From mboxrd@z Thu Jan  1 00:00:00 1970
From: Philipp Hahn <hahn@univention.de>
Subject: Re: xenstored crashes with SIGSEGV
Date: Fri, 12 Dec 2014 17:45:28 +0100
Message-ID: <548B1BA8.3090504@univention.de>
References: <546461A2.2070908@univention.de>	
	<1415869951.31613.26.camel@citrix.com>
	<548B1472.5080302@univention.de>
	<1418401932.16425.34.camel@citrix.com>
Mime-Version: 1.0
Content-Type: text/plain; charset="us-ascii"
Content-Transfer-Encoding: 7bit
Return-path: <xen-devel-bounces@lists.xen.org>
In-Reply-To: <1418401932.16425.34.camel@citrix.com>
List-Unsubscribe: <http://lists.xen.org/cgi-bin/mailman/options/xen-devel>,
	<mailto:xen-devel-request@lists.xen.org?subject=unsubscribe>
List-Post: <mailto:xen-devel@lists.xen.org>
List-Help: <mailto:xen-devel-request@lists.xen.org?subject=help>
List-Subscribe: <http://lists.xen.org/cgi-bin/mailman/listinfo/xen-devel>,
	<mailto:xen-devel-request@lists.xen.org?subject=subscribe>
Sender: xen-devel-bounces@lists.xen.org
Errors-To: xen-devel-bounces@lists.xen.org
To: Ian Campbell <Ian.Campbell@citrix.com>
Cc: Xen-devel@lists.xen.org
List-Id: xen-devel@lists.xenproject.org

Hello Ian,

On 12.12.2014 17:32, Ian Campbell wrote:
> On Fri, 2014-12-12 at 17:14 +0100, Philipp Hahn wrote:
>> We did enable tracing and now have the xenstored-trace.log of one crash:
>> It contains 1.6 billion lines and is 83 GiB.
>> It just shows xenstored to crash on TRANSACTION_START.
>>
>> Is there some tool to feed that trace back into a newly launched xenstored?
> 
> Not that I know of I'm afraid.

Okay, then I have to continue with my own tool.

> Do you get a core dump when this happens? You might need to fiddle with
> ulimits (some distros disable by default). IIRC there is also some /proc
> nob which controls where core dumps go on the filesystem.

Not for that specific trace: We first enabled generating core files, but
only then discovered that this is not enough. Then we enabled
--trace-file, but on that host something reseted generating the core file.
We hopefully fixed all hosts so on the next crash we hopefully will get
both a core file and the trace.

>> My hope would be that xenstored crashes again, because then we could use
>> all those other tools like valgrind more easily.
> 
> That would be handy. My fear would be that this bug is likely to be a
> race condition of some sort, and the granularity/accuracy of the
> playback would possibly need to be quite high to trigger the issue.

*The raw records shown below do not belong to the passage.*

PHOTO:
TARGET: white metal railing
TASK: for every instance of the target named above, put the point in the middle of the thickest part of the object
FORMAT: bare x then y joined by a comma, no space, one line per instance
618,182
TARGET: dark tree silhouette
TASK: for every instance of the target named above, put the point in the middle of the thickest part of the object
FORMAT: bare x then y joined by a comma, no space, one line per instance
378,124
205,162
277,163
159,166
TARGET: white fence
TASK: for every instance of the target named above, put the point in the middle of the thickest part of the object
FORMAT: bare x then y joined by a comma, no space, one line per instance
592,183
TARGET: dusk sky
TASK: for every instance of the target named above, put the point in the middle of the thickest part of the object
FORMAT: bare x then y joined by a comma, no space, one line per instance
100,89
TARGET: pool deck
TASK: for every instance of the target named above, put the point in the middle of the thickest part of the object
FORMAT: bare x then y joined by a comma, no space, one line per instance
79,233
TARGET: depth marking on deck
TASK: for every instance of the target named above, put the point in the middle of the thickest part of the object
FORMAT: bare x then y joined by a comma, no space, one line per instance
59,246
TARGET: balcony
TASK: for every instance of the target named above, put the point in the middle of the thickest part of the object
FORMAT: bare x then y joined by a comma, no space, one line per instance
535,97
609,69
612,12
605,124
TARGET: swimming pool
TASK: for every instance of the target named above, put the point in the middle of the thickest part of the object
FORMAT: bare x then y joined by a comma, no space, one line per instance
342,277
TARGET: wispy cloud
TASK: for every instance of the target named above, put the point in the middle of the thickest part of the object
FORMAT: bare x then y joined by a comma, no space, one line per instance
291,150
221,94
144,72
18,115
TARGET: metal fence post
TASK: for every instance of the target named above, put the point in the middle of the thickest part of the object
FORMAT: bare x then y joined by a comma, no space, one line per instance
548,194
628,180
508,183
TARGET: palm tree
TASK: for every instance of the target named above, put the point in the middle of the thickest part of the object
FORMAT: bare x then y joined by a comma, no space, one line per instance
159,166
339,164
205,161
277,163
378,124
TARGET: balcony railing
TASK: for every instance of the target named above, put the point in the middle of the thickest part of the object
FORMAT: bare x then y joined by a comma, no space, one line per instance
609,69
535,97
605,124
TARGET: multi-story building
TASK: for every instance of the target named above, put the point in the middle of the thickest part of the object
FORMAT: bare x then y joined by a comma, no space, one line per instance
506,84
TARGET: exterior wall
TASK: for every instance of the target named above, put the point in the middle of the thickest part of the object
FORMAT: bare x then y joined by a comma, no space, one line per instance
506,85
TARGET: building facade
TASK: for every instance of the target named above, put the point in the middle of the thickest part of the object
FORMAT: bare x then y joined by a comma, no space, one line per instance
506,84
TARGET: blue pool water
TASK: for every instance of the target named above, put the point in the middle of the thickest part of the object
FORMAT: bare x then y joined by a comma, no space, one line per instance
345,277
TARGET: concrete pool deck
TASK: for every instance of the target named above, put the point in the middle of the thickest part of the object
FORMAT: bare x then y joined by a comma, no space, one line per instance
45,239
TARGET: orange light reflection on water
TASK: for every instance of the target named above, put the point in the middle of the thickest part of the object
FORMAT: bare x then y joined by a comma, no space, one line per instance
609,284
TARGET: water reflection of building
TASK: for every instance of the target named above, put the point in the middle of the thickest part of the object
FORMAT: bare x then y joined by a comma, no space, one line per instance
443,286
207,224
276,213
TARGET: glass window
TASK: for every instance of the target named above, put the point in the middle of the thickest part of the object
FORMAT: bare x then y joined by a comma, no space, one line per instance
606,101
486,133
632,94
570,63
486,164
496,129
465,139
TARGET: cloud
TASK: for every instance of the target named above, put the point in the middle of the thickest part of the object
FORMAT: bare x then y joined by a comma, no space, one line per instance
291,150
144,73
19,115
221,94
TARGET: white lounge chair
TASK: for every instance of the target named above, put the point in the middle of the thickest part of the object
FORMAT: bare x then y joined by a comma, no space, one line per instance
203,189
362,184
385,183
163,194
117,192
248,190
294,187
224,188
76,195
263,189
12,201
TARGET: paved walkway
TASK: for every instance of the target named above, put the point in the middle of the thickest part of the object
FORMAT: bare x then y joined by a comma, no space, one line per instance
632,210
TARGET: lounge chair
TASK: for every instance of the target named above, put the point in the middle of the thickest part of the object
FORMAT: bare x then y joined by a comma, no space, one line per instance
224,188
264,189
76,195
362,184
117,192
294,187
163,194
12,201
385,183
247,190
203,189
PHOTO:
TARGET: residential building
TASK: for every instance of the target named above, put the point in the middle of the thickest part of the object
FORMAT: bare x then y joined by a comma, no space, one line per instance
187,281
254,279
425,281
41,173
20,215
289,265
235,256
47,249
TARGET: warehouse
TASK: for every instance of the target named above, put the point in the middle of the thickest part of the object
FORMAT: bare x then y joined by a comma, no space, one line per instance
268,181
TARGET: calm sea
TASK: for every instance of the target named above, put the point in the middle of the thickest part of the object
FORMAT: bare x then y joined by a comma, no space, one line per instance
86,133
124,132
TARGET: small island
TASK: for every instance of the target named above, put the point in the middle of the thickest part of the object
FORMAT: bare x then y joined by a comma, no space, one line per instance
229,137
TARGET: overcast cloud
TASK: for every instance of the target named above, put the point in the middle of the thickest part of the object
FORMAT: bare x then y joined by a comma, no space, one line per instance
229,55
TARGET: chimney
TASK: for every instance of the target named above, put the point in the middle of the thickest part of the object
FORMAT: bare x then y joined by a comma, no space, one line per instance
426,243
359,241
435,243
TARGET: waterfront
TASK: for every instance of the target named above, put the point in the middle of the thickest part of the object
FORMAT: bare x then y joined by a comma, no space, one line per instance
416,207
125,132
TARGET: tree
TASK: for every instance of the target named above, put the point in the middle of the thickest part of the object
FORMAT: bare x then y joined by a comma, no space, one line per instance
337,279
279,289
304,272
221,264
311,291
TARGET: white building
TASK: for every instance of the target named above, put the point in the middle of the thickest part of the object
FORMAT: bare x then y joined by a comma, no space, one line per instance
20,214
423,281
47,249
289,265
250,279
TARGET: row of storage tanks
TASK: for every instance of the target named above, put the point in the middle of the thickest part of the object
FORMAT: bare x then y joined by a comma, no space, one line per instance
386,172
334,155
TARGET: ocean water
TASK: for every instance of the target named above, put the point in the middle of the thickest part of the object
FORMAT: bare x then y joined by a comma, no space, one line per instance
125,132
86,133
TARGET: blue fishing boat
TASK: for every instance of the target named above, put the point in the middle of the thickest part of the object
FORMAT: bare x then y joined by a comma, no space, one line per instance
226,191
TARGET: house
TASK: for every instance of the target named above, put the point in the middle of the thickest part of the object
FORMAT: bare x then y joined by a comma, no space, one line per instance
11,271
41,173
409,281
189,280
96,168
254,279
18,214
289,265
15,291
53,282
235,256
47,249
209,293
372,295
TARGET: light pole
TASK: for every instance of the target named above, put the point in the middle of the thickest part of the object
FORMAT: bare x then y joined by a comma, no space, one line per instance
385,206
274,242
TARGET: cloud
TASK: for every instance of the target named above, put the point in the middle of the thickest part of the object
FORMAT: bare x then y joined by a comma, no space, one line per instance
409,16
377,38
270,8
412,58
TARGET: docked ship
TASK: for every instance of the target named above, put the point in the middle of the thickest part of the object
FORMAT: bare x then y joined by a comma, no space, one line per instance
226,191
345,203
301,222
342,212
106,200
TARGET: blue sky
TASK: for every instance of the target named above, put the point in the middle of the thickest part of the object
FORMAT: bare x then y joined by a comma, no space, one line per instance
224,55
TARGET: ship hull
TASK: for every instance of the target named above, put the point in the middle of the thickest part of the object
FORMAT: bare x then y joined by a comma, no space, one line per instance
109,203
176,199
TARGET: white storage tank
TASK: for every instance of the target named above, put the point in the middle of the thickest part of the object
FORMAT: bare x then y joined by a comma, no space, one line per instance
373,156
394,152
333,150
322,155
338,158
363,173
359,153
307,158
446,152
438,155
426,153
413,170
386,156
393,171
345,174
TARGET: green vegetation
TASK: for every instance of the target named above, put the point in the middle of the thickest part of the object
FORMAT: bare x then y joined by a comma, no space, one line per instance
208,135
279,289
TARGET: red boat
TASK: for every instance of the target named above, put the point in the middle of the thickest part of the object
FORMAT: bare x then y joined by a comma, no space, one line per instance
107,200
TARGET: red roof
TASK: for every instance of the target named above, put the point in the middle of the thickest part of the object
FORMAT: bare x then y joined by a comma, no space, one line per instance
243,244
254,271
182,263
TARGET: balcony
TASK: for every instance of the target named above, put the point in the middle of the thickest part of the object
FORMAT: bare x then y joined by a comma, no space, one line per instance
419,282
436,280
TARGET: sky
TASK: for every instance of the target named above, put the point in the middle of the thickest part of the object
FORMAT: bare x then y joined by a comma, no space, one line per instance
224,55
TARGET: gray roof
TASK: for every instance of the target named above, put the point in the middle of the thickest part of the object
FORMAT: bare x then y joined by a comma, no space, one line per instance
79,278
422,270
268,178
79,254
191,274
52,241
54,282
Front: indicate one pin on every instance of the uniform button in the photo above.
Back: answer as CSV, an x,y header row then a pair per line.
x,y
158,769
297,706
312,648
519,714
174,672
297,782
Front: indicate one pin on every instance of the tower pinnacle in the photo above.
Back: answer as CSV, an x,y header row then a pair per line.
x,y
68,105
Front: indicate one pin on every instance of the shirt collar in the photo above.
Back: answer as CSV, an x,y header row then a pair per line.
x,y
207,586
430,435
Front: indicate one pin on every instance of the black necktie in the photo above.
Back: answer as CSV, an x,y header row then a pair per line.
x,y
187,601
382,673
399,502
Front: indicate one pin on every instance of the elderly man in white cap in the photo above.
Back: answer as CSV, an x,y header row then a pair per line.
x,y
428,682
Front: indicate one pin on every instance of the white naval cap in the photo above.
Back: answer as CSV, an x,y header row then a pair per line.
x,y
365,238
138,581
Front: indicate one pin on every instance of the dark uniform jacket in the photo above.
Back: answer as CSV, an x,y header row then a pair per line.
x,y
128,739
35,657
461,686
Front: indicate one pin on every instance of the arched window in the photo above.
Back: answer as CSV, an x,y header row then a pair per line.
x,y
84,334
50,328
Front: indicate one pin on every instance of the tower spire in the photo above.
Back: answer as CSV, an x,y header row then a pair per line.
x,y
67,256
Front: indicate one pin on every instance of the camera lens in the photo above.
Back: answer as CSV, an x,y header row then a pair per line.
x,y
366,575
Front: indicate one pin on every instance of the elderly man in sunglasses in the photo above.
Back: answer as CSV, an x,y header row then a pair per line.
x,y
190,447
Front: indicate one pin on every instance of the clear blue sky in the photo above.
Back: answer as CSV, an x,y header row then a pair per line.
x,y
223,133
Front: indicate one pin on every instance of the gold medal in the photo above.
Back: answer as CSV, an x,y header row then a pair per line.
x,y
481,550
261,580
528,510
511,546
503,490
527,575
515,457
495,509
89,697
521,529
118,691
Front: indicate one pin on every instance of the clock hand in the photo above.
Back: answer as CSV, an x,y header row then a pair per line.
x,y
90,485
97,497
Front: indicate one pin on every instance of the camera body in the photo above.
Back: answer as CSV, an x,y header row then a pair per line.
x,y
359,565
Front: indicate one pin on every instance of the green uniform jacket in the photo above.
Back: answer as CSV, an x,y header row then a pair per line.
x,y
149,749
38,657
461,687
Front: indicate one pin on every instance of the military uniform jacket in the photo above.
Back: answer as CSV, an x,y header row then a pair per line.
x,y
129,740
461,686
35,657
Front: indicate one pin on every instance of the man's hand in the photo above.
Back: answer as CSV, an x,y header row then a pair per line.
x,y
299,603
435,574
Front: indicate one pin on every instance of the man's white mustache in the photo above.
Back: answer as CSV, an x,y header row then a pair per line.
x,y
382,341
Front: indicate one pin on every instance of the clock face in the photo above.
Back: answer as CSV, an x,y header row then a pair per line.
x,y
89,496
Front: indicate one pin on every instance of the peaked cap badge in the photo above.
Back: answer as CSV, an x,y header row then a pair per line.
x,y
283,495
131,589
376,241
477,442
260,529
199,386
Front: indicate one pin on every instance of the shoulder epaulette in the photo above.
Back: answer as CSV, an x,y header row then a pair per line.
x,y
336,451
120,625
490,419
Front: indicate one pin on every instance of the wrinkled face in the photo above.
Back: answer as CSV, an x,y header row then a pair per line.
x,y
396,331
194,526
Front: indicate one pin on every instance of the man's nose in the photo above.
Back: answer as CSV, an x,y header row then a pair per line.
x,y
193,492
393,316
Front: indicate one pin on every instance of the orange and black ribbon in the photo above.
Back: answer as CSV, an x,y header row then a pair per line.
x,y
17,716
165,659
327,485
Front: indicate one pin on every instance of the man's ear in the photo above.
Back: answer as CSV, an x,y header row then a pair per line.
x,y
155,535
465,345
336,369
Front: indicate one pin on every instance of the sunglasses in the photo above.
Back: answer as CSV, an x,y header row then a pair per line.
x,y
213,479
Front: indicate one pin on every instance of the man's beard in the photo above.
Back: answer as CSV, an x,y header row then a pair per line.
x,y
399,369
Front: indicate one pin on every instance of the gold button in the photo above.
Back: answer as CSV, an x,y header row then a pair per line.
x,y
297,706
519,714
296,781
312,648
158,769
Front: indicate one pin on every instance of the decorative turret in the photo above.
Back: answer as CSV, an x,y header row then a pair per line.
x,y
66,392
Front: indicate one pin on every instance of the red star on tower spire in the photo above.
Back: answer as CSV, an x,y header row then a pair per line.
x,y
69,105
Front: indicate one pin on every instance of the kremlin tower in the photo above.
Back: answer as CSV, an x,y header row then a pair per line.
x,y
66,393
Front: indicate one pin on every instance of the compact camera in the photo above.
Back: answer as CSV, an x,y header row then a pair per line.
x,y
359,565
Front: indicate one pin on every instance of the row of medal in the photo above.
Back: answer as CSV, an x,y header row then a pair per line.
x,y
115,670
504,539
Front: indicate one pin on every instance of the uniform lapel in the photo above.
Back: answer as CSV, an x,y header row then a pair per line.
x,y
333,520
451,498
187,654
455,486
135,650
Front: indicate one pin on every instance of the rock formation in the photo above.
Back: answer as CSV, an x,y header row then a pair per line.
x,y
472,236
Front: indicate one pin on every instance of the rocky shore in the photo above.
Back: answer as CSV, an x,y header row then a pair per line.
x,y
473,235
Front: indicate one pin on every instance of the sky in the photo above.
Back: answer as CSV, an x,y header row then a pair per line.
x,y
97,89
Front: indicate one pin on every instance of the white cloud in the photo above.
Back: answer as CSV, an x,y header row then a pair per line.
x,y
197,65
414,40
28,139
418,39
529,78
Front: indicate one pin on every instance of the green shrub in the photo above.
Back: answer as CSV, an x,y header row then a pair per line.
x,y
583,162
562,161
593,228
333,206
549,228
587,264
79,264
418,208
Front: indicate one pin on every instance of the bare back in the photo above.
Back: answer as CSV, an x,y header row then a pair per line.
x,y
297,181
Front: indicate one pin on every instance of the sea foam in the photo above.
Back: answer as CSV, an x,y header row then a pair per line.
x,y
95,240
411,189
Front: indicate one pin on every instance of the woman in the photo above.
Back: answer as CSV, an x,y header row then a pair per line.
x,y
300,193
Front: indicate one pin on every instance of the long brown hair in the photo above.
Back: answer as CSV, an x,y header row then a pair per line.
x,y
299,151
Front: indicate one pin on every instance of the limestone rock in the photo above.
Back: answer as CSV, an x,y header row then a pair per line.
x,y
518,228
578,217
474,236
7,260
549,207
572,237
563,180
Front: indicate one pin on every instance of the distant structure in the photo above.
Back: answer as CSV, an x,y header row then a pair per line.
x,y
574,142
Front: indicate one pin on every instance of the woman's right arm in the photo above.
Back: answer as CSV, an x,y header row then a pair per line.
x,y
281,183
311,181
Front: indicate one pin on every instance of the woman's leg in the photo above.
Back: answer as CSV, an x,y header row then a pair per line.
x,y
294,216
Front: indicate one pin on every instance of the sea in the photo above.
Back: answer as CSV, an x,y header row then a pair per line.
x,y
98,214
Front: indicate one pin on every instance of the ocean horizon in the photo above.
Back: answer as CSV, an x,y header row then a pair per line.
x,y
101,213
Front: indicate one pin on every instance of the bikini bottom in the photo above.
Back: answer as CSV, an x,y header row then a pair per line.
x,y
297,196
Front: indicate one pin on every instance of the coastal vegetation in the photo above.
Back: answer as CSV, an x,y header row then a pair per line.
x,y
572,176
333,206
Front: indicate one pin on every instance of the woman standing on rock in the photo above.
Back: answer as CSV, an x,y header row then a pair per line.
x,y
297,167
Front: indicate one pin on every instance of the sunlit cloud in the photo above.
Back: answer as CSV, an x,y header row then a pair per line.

cxenstored looks single threaded to me, or am I wrong?

>>> Do you rm the xenstore db on boot? It might have a persistent
>>> corruption, aiui most folks using C xenstored are doing so or even
>>> placing it on a tmpfs for performance reasons.
>>
>> We're using a tmpfs for /var/lib/xenstored/, as we had some sever
>> performance problem with something updating
>> /local/domain/0/backend/console/*/0/uuid too often, which put xenstored
>> in permanent D state.
> 
> But this is just a process crashing and not the whole host so you still
> have the db file at the point of the crash?

Yes: Running xs_tdb_dump or tdb_dump on it didn't show anything
obviously wrong.

> It might be interesting to see what happens if you preserve the db and
> reboot arranging for the new xenstored to start with the old file. If
> the corruption is part of the file then maybe it can be induced to crash
> again more quickly.

Thanks for the pointer, will try.

Thank you again for your fast reply.
Philipp Hahn